Solid-state lithium-ion batteries hold great promise for obtaining higher energy densities but the power density is currently limited by the electrode-electrolyte interfaces. [1] The high resistances at SLIB interfaces are hypothesized to be due to chemical mixing, space charge formation, or secondary phase formation. [2,3] Although several secondary phases have been proposal theoretically, there is no experimental work studying the secondary phase formation as a function of temperature and applied voltage. Extended x-ray absorption fine structure spectroscopy (EXAFS) is a unique capability that allows us to probe the fine structure around the atoms at the electrode-electrolyte interface.
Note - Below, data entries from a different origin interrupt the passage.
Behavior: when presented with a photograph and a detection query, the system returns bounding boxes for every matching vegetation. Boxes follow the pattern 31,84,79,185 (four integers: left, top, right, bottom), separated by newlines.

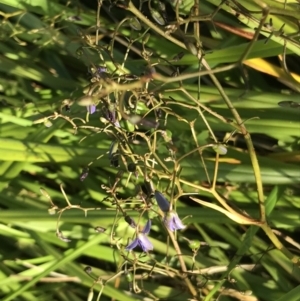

0,0,300,301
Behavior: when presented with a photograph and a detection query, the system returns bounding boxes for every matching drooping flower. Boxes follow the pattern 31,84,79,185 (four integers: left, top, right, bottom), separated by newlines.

126,220,153,252
86,105,96,114
154,190,185,232
163,211,185,232
154,190,170,213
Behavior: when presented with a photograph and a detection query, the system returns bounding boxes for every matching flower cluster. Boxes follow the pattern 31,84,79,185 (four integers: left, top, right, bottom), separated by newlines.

126,220,153,252
154,190,185,232
125,190,185,253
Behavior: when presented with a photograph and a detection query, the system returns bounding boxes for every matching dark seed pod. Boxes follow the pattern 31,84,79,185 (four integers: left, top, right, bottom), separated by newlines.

76,47,83,57
129,17,142,31
144,180,155,197
150,9,166,26
56,231,72,242
108,141,119,167
80,167,89,181
84,266,93,274
127,162,136,172
124,215,136,228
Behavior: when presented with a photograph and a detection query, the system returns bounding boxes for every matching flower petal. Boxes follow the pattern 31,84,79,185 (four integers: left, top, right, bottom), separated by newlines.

86,105,96,114
163,211,185,232
142,219,151,234
154,190,170,212
137,233,153,252
125,238,139,251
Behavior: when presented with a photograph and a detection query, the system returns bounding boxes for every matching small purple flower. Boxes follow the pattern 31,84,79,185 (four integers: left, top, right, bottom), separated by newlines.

154,190,185,232
154,190,170,212
164,211,185,232
86,105,96,114
126,220,153,253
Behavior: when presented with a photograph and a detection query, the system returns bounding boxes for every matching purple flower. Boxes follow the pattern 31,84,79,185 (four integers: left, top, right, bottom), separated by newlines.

163,211,185,232
154,190,185,232
154,190,170,212
86,105,96,114
126,220,153,252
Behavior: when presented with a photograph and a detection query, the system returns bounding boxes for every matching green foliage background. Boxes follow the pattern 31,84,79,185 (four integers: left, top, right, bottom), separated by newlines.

0,0,300,301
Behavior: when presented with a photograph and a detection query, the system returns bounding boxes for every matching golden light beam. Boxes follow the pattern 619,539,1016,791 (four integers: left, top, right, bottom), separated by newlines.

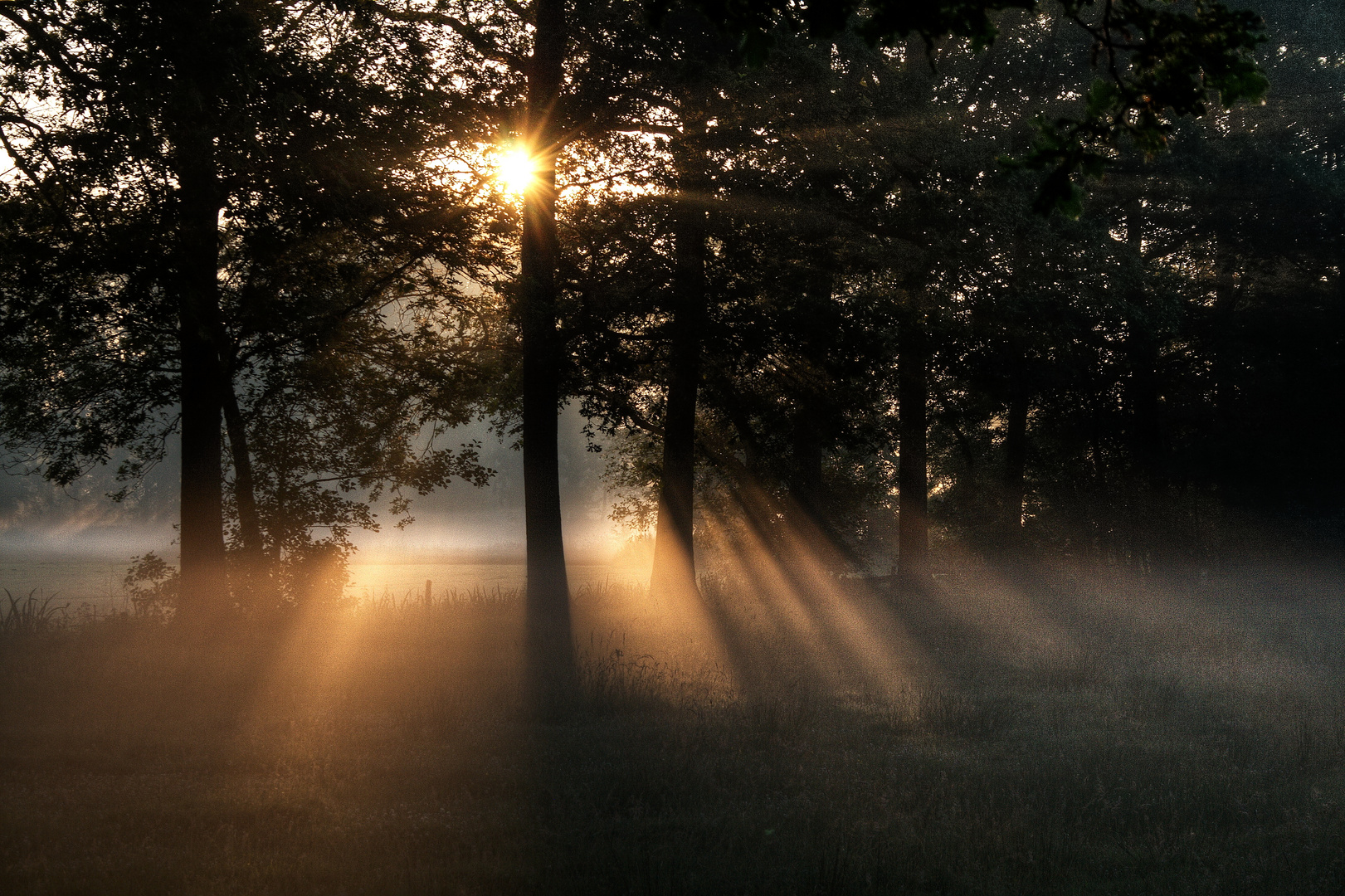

Previous interface studies using XRD were not able to identify the secondary phases, either because secondary phases are small in amount or not crystalline. [3] Depth-sensitive x-ray absorption spectroscopy allows us to probe the changes in structure at the interface even if the secondary phases are not crystalline. This work studies the interface between Li₇La₃Zr₂O₁₂ (LLZO) and LiCoO₂ (LCO).

[1] Cheng, L. et al. Phys. Chem. Chem. Phys. 16, 18294–18300 (2014).

[2] Miara, L. J., et al. Chem. Mater. 27, 4040–4047 (2015).

[3] Park, K. et al. Chem. Mater. 28, 8051–8059 (2016).